Overview
- Status: Replaced by bus rapid transit plans
- Locale: Clayton County, Georgia and southeastern Fulton County, Georgia
- Termini: East Point; Lovejoy;

Service
- Type: Commuter rail
- Operator(s): MARTA

History
- Planned opening: 2030 (to Morrow/Southlake)

Technical
- Line length: 22 mi (35 km)
- Track gauge: 4 ft 8+1⁄2 in (1,435 mm)

= Clayton County commuter rail =

Canceled commuter rail line in Georgia, United States

Clayton County commuter rail was a proposed commuter rail line traversing Clayton County, Georgia and connecting with the MARTA rapid transit system at East Point station. After Clayton County joined the MARTA system in 2014, MARTA began studying alternatives for high-capacity transit through the county. After multiple transit modes were evaluated for passenger transit south of Atlanta, commuter rail was selected as the locally preferred alternative in 2018. Stalled negotiations with the Norfolk Southern Railway, who owns the tracks, caused planning to be put on hold. The project was replaced by a BRT system by the Clayton County Board of Commissioners, the City Councils of Jonesboro, Forest Park, Lovejoy, Riverdale and Lake City, and the Clayton County Chamber of Commerce, MARTA Board of Directors Planning and Capital Programs Committee on November 17, 2022 due to a variety of obstacles with right-of-way acquisition, environmental and historical resource concerns, along with a ballooning cost estimate.

==History==
===Planning by GDOT===

Potential routes for commuter rail service in metropolitan Atlanta were studied by the Georgia Department of Transportation (GDOT) beginning in 1992. Eventually, plans for a system of seven lines radiating out from Five Points, Atlanta were developed and dubbed the Georgia Rail Passenger Program. The program included one line running through Clayton County and terminating in Macon.
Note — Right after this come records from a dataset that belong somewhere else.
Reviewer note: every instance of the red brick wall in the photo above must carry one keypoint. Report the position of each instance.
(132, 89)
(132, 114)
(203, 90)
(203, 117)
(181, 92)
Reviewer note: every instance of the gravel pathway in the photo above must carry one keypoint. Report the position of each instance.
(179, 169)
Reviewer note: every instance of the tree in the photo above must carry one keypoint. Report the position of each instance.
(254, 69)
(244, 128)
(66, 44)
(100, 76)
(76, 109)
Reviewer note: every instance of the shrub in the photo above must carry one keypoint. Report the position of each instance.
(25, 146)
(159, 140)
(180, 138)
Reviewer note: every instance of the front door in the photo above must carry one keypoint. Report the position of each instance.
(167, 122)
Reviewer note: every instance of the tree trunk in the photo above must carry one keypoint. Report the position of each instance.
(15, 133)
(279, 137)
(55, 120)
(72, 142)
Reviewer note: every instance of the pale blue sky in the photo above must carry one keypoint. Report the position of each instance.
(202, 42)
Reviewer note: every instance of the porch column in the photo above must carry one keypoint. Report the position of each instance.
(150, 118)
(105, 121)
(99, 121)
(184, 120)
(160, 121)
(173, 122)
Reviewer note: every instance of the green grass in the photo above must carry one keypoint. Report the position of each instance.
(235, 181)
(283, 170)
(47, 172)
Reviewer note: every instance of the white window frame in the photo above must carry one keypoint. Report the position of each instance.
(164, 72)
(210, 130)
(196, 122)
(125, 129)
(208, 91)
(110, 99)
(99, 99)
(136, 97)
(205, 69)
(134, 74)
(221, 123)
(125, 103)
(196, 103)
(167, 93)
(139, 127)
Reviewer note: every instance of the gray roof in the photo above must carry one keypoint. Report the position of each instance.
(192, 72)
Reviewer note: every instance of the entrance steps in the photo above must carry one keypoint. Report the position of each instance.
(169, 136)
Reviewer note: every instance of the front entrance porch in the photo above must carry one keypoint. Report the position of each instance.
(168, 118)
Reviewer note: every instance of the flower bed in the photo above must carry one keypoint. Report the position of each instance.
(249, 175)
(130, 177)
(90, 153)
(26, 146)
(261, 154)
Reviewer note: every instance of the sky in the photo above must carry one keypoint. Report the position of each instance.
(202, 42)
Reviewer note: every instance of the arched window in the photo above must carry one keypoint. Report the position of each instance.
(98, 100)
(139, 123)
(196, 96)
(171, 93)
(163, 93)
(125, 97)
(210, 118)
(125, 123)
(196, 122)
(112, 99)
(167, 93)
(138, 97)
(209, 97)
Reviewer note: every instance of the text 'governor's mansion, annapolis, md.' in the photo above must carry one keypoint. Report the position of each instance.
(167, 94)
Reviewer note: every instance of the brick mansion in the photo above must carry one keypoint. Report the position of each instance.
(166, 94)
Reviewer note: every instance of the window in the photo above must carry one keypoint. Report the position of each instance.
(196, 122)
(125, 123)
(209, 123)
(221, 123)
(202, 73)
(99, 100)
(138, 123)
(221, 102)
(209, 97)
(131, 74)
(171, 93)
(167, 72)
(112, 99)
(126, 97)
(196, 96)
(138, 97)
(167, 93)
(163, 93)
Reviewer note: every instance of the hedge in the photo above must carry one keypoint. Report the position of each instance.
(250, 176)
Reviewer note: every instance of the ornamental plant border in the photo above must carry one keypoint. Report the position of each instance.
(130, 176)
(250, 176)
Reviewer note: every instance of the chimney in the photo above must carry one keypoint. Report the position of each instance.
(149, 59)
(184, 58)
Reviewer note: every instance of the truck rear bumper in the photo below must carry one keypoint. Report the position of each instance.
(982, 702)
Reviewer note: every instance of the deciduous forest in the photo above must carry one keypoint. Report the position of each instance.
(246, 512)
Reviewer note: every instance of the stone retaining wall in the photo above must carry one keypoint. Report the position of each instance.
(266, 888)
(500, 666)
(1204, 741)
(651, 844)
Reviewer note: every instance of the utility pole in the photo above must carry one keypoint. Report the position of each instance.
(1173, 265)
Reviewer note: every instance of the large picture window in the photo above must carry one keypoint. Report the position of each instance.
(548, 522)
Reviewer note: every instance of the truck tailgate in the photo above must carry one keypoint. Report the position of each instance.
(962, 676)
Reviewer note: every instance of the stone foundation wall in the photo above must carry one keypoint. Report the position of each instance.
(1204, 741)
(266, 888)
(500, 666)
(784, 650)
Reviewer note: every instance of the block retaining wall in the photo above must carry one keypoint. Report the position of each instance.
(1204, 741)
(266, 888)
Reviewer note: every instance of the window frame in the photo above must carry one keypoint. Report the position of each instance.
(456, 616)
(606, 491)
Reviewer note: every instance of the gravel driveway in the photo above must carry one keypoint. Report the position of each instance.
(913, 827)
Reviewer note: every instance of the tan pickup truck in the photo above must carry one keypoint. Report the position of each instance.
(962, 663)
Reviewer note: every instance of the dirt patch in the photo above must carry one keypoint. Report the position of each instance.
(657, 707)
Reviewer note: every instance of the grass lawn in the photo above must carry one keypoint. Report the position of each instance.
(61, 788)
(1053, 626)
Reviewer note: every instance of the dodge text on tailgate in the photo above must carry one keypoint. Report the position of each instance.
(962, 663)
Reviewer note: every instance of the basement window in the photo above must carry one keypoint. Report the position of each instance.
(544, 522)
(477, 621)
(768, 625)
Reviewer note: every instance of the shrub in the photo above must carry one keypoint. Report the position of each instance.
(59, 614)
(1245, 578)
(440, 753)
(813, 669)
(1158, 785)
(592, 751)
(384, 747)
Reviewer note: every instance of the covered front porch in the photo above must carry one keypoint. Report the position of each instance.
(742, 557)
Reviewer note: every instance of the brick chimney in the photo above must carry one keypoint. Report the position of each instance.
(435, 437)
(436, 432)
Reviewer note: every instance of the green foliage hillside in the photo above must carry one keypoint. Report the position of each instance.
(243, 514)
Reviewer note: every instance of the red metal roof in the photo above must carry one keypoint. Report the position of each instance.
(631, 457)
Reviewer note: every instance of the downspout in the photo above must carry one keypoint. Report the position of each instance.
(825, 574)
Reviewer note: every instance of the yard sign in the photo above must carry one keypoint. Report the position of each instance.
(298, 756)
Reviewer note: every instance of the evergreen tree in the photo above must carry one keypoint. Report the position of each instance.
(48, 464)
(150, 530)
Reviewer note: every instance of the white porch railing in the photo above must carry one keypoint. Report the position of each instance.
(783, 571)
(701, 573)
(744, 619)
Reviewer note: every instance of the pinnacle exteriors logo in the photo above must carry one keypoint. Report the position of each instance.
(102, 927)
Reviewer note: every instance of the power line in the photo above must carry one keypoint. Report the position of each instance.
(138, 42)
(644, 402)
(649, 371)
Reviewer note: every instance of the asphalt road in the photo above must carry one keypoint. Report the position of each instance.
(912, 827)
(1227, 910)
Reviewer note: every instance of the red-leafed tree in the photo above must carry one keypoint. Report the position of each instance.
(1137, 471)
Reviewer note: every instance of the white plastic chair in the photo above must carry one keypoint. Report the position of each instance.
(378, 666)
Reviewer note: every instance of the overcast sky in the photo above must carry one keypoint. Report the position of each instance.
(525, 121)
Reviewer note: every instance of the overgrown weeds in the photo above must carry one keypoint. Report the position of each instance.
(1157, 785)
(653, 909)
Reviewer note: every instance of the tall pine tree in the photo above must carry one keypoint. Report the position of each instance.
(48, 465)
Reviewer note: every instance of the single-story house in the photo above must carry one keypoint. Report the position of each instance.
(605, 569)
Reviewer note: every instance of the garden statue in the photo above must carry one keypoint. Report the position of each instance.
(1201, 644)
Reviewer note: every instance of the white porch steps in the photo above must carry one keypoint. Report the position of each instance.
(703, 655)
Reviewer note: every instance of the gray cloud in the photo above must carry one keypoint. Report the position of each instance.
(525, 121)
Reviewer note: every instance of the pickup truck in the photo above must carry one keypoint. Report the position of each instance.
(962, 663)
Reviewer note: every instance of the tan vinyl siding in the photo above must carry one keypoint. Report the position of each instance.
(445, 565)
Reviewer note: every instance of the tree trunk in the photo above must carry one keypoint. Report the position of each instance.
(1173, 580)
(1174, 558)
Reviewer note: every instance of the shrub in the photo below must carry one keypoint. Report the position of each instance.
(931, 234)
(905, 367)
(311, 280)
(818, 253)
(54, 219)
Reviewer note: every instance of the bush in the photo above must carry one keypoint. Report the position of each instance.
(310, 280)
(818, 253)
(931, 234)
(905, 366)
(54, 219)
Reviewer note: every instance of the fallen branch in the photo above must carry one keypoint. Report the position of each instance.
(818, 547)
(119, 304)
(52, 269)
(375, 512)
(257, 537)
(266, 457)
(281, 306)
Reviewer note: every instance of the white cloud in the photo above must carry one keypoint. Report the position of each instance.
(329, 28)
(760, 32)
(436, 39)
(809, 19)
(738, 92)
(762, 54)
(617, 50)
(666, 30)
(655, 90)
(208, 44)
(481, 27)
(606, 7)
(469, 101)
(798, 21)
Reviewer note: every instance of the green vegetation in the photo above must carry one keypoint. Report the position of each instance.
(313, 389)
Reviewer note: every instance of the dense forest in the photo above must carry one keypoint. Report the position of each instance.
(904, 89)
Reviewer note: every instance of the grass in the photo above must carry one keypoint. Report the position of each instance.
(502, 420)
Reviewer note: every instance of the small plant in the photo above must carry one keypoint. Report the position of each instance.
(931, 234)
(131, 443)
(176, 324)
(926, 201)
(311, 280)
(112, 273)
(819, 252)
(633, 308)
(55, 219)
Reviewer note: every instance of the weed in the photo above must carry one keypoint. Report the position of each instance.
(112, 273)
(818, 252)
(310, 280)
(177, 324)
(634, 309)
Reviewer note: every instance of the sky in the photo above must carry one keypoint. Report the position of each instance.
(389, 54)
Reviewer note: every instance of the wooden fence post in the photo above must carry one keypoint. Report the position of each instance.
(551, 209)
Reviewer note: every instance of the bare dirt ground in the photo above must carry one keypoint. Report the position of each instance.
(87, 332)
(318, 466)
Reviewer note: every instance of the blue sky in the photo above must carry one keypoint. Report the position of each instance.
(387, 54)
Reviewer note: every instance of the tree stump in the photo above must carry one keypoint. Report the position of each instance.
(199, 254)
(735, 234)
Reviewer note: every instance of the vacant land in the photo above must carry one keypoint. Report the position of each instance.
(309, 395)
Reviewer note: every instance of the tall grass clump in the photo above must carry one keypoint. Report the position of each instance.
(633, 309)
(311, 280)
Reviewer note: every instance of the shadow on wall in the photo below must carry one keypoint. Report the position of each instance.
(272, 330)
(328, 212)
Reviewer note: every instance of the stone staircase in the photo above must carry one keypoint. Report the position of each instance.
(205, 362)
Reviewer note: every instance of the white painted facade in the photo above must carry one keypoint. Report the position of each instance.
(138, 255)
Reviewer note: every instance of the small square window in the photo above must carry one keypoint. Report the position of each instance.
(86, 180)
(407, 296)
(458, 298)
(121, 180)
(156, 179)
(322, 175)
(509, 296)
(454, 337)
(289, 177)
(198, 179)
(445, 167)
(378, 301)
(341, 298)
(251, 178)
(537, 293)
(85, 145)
By 2004, GDOT's effort had concentrated on two lines terminating in Lovejoy (a shortened Macon line) and Athens. At the time, the planned Lovejoy line was anticipated to open in 2006 and $106 million in federal funding was earmarked for the project. The Clayton County Board of Commissioners was supportive of the line, asking the state government to advance the plan.

In 2008, after years of inaction from the state on the project, then-governor Sonny Perdue announced his support for the Lovejoy line. This was speculated to be partially due to the project being in danger of losing its federal funding because of a lack of progress. Due to further inaction, the federal government withdrew the funds it had previously appropriated for the project in July 2014.

===Planning by MARTA===
On July 5, 2014, the Clayton County Board of Commissioners approved a contract with MARTA to extend service to the county by a margin of 3-1, financed by a 1% sales tax. Fulton and DeKalb county leaders approved the expansion and on November 4, 2014, Clayton County residents approved the 1% sales tax to join MARTA. The contract reserves half of the collected tax revenue for the development of rail transit in the county, with the other half funding local bus service.

Commuter rail was selected in 2018 as the locally preferred alternative of transit mode along the corridor, which was later approved by the MARTA Board of Directors.

On February 11, 2020, all four MARTA jurisdictions passed the 15th Amendment to the Rapid Transit Contract and Assistance Agreement (RTCAA). The amendment enables MARTA to proceed with expansion projects in Clayton County. Exhibit D, Clayton County System Implantation Plan, details several high-capacity transit projects including commuter rail (CRT) and bus rapid transit (BRT). MARTA committed to continued planning and design on the Clayton County Commuter Rail project, which stretched 22 mi from East Point Station to Lovejoy, with the first phase (about 11 mi) from East Point to Morrow/Southlake Mall up and running by 2030.

Construction of the initial phase was to begin as early as 2023. Operations were planned between Morrow/Southlake Mall and MARTA's East Point Station by 2030. Planned extensions to Jonesboro and Lovejoy were to be implemented in later phases.

MARTA began to look at alternate plans for a rail link to Clayton County in 2021, due to rising costs and lack of support from Norfolk Southern.

==Route==
The line was proposed to use Norfolk Southern's Griffin District from East Point station to Lovejoy in southern Clayton County, a distance of 22 mi. MARTA intended to install extra tracks in the Norfolk Southern right of way, adjacent to the freight line.

One version of the proposal called for stations at Hapeville, Mountain View, Forest Park, Fort Gillem, Clayton State University, Morrow and Jonesboro. A station in Lovejoy was also proposed, which would open as a later phase.